In early 2021, stock analyst Amit Dayal, with the research firm H.C. Wainwright, said in a report the stock has even more upside to $85 per share. By 2024, Plug Power should generate $1.9 billion in revenue, according to the analyst, versus $230.2 million in 2019.
Image Source: CNBC, Plug Power
What’s the catch?
Penny stocks are ripe with fraud, deceit, scams, and criminal activity. In particular, investors that forego common sense in order to buy shares of a company that promises hefty returns may be vulnerable to penny stock scams.
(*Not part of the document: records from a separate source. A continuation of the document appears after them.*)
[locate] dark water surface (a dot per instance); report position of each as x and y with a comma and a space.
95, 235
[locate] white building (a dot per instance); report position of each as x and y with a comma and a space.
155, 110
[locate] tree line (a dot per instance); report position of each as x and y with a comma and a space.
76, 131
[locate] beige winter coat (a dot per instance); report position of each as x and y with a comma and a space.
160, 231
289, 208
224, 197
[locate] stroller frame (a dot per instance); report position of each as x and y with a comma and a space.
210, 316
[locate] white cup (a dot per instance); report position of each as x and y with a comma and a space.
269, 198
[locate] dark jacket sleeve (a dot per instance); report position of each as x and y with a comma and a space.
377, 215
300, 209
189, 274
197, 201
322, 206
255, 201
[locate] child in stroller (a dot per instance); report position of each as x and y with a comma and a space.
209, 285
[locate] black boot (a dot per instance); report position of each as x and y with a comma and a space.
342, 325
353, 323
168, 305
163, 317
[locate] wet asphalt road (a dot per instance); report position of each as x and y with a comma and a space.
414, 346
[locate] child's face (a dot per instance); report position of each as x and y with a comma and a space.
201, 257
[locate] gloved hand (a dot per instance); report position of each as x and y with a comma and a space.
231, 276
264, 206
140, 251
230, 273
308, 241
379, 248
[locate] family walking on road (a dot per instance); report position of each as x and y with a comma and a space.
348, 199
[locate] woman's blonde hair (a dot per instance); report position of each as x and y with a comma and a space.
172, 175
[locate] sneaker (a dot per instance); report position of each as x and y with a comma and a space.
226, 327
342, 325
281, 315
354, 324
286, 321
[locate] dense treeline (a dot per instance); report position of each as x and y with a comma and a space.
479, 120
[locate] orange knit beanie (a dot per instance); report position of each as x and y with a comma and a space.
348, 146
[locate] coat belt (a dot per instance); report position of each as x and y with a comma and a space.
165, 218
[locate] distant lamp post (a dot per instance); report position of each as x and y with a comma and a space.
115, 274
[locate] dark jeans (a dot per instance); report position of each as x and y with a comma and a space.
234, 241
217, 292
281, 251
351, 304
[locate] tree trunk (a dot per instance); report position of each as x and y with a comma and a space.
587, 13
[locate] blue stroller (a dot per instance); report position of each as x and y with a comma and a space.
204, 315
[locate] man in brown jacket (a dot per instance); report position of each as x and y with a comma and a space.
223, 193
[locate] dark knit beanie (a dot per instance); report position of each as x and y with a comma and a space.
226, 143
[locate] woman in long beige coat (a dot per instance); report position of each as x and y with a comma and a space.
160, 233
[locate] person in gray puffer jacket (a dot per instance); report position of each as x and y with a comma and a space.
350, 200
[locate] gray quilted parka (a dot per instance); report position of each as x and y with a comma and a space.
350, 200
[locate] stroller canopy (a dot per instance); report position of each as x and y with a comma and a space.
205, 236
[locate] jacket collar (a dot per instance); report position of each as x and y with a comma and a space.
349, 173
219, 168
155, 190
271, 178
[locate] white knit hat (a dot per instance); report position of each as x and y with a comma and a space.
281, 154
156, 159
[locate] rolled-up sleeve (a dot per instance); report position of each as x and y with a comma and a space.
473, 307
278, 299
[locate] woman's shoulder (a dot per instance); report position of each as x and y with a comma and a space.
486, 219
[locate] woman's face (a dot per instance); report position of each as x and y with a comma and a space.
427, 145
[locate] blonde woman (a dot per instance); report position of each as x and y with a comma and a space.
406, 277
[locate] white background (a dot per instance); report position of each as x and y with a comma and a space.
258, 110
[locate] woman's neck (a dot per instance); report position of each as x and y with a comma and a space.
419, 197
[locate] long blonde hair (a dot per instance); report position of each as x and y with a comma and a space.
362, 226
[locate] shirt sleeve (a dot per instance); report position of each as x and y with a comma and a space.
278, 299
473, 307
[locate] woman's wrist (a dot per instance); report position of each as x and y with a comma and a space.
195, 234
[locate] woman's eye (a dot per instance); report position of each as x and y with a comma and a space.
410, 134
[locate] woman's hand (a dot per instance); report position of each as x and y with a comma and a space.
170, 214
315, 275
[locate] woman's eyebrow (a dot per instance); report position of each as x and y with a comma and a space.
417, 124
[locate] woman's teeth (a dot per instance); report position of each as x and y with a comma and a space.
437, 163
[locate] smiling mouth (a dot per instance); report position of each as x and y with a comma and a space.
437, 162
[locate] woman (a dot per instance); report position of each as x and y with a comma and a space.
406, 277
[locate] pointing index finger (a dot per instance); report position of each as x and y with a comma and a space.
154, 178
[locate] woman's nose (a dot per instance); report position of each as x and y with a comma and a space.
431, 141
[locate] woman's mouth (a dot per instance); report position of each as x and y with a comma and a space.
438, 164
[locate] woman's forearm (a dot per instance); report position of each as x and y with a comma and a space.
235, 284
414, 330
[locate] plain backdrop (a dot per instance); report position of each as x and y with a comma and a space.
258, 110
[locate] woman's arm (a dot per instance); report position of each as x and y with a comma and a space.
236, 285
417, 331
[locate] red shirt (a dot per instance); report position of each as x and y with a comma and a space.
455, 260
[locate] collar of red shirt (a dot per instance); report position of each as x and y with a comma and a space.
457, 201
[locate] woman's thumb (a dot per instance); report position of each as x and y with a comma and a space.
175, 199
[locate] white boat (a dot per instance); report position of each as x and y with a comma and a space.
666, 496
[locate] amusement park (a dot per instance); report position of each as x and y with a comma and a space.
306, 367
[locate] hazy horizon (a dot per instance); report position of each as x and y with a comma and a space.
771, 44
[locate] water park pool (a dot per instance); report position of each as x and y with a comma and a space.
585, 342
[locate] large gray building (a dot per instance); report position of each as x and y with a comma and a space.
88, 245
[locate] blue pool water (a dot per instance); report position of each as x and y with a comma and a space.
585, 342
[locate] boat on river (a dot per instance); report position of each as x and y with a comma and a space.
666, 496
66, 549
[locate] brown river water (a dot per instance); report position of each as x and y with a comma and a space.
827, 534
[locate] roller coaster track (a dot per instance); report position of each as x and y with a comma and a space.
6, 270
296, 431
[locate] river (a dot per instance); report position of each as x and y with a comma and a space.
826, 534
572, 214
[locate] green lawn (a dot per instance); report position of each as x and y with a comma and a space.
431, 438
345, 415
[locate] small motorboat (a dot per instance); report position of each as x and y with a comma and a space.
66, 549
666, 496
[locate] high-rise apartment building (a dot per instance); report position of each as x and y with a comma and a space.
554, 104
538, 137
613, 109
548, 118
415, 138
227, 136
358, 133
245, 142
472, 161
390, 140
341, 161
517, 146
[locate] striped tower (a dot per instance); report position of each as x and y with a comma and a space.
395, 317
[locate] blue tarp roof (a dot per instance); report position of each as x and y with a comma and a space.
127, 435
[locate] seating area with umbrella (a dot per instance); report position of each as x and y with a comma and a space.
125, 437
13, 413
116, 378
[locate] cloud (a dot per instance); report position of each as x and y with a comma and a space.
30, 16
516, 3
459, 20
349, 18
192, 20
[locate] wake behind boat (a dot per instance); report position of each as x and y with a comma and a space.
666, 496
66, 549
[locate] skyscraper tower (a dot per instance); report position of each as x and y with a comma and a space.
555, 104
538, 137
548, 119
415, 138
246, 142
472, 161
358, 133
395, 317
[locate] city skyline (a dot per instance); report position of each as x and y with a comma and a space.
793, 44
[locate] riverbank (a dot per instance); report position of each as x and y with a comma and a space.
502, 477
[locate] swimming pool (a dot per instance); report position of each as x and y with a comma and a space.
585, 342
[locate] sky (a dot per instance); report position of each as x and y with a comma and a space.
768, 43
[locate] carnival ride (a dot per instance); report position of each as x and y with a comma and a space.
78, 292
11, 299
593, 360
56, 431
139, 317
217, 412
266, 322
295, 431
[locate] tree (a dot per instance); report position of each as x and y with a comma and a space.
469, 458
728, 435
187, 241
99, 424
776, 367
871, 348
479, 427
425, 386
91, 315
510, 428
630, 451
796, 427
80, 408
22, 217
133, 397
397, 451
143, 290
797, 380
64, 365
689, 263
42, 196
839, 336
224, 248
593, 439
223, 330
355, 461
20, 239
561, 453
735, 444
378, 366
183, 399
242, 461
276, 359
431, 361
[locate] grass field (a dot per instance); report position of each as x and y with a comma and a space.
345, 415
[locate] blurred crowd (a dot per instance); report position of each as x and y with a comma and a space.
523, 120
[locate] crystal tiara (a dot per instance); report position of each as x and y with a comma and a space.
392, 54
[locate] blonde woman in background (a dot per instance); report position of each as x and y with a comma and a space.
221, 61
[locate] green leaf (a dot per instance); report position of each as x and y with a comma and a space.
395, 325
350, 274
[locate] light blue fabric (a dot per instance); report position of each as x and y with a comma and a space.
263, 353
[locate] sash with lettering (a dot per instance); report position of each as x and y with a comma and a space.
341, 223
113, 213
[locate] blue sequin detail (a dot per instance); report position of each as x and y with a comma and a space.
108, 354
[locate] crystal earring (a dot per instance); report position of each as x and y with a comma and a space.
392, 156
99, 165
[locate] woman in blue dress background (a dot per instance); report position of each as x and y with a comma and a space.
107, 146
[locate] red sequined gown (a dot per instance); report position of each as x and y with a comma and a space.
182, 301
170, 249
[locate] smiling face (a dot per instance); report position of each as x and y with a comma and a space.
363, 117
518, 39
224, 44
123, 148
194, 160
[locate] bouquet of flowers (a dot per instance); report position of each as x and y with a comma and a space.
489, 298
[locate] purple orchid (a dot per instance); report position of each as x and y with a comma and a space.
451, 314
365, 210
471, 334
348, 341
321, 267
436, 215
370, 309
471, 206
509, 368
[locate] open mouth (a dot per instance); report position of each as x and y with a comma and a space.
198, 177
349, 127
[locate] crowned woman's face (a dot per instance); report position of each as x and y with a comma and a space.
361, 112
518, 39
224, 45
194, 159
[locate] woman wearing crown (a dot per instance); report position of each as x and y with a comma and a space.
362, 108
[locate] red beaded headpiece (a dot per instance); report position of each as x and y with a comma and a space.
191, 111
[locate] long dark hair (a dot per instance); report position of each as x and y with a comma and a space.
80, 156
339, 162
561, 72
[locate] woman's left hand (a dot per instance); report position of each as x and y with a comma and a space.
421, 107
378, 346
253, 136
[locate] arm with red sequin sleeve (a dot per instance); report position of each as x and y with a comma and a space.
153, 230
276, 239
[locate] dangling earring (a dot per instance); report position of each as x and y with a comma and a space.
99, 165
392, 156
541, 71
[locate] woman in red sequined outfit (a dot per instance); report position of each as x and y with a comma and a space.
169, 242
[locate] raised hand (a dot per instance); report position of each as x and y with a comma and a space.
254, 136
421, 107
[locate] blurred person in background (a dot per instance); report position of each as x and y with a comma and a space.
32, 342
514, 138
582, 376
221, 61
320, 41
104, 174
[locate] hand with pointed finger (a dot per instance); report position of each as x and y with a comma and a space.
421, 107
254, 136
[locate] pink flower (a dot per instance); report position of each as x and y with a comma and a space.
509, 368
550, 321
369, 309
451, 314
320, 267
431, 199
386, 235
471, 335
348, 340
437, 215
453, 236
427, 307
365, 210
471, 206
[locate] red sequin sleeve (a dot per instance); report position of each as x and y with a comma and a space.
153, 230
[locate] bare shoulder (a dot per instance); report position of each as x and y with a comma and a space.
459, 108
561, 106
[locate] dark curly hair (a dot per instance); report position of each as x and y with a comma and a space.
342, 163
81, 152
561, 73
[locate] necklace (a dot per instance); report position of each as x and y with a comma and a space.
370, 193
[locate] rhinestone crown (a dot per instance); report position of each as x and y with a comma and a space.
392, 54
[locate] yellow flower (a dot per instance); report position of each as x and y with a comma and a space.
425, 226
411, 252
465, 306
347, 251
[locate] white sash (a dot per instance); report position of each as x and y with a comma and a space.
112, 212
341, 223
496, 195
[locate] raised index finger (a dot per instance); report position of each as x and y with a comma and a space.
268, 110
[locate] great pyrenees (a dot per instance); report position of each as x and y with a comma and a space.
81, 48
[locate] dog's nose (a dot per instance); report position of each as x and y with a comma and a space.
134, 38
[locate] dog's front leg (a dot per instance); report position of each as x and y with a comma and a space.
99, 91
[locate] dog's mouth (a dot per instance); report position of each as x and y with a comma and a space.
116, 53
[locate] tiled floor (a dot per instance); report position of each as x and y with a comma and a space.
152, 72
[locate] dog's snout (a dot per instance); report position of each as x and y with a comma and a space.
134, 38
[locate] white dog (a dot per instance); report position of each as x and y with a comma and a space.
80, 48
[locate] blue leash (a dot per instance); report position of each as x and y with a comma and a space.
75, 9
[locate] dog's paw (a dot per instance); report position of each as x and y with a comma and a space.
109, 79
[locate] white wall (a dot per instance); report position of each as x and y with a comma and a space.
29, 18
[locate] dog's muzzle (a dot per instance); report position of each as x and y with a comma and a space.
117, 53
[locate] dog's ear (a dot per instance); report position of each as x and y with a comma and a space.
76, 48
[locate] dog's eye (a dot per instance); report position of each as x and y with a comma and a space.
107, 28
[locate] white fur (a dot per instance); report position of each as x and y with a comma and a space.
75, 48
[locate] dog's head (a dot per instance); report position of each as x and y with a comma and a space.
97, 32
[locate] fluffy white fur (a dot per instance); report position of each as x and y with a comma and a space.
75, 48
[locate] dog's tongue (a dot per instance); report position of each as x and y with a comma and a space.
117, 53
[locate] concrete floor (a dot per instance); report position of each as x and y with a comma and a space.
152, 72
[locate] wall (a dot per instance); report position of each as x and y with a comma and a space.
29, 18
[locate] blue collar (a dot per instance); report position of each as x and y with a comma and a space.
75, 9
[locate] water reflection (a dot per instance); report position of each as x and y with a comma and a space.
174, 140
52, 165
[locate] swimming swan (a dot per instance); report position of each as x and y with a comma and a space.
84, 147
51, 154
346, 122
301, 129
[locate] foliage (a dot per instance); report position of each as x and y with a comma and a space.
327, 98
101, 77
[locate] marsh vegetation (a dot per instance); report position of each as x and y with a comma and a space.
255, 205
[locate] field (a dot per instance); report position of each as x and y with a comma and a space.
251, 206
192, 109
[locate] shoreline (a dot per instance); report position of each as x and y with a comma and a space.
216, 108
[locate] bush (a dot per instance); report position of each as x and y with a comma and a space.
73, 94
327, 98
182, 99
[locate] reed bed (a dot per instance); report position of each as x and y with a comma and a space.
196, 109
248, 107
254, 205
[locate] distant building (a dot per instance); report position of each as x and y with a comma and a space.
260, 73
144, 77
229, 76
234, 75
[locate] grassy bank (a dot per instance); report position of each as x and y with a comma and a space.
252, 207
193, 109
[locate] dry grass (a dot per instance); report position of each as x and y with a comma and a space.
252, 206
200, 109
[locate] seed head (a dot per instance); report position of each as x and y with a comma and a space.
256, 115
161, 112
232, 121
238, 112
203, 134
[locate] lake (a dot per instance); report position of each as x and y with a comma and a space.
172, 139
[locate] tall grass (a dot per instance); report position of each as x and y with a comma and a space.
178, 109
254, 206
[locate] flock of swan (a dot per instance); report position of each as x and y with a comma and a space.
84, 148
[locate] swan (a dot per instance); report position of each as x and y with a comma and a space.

As the saying goes, there is a sucker born every minute.
Common penny stock scams target gullible investors who want to get rich quick.
One of the more common penny stock scams is known as “pump and dumps.” This consists of company insiders or a group of investors accumulating a large position in a stock and then hiring professional promoters to illegally lift the stock price by convincing other investors to buy the stock.
Once shares start to move higher, the insiders start to exit their position and leave victims with a stock that is worth a lot less. A legitimate company with a breakthrough product that offers a true path to growth doesn’t need to pay professional marketers to get investors to notice its stock.
In the case of Plug Power, management merely has to provide investors with an outlook and reason to believe it can be achieved.
Image source: Plug Power
Conclusion: be smart
Penny stocks are extremely risky because the present market isn’t assigning much value to a company’s growth prospects. But at the same time, many penny stocks will skyrocket in value as investors believe in its outlook.
Allocating a small part of your portfolio to penny stocks is a reasonable strategy that many investors make use of. Instead of buying 50 shares of Amazon’s stock at $3,000, consider buying 48 shares. The $6,000 you hold back can be spread out across a few penny stocks that are positioned in an industry that will see tremendous growth over the years, such as clean energy.
The downside risk to the overall portfolio can be more than offset with reasonable gains across a well-diversified portfolio.